Last month, new President Luis Arce said that Morales will play no role in his government.

Morales crossed the border from Argentina, where he has been living in exile, at 9am ET (14:00 GMT) and is expected to head to his rural stronghold, Chapare in central Bolivia.

Around 2,000 supporters, including members of Argentine social and political groups, gathered at the La Quiaca crossing on Monday morning to see him off.

Videos published on social media showed supporters cheering and chanting Morales’s name while waving the flags of the Indigenous people, and playing music on traditional instruments.

Fernandez told the crowd that the electoral turmoil in Bolivia reminded all Latin Americans about the need for regional solidarity. “We are part of a large nation,” he said. “We don’t want countries for some, we want countries for all.

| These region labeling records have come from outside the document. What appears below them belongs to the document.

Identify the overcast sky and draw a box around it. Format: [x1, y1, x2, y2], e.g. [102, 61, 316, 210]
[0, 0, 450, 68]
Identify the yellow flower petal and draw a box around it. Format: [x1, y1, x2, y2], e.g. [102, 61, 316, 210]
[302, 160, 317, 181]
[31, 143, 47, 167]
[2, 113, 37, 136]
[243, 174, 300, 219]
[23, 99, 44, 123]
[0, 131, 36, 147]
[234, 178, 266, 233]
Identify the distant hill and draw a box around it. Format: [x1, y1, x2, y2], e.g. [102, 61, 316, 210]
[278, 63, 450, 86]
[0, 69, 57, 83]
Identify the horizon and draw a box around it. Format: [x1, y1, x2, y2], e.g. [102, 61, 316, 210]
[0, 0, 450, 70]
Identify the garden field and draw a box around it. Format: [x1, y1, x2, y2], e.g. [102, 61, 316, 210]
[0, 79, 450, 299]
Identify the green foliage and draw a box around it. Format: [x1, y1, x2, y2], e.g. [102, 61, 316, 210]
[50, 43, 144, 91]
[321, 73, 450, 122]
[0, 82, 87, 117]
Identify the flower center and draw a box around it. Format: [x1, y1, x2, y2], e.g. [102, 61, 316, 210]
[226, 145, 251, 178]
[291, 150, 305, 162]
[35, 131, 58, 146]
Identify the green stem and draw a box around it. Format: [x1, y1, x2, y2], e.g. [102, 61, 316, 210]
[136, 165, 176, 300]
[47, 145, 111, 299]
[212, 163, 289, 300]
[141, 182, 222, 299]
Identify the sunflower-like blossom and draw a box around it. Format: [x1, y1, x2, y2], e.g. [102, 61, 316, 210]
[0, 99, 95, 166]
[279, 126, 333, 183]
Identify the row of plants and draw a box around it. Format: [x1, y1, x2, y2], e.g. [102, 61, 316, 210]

It is the duty of all of us to stand up for threatened peoples.”

On the Bolivian side of the frontier, in Villazon, a far bigger crowd was waiting to welcome its exiled former leader.

Morales took part in an Indigenous blessing ceremony before heading to address the large crowds gathered in the border town.

After 11 months of caretaker government, Arce, 57, won elections in October by a landslide and was sworn in as president on Sunday in a ceremony in the highland city of La Paz in front of heads of state from Argentina, Paraguay, Colombia and Spain, as well as senior officials from Chile, Iran and the government of Venezuela’s Nicolas Maduro.

The reserved former economy minister, feted as the architect of Bolivia’s rapid growth under Morales, vowed to “defeat” the coronavirus pandemic, “put an end to fear” after deadly electoral violence last year, and generate growth following the blow dealt by COVID-19 lockdowns.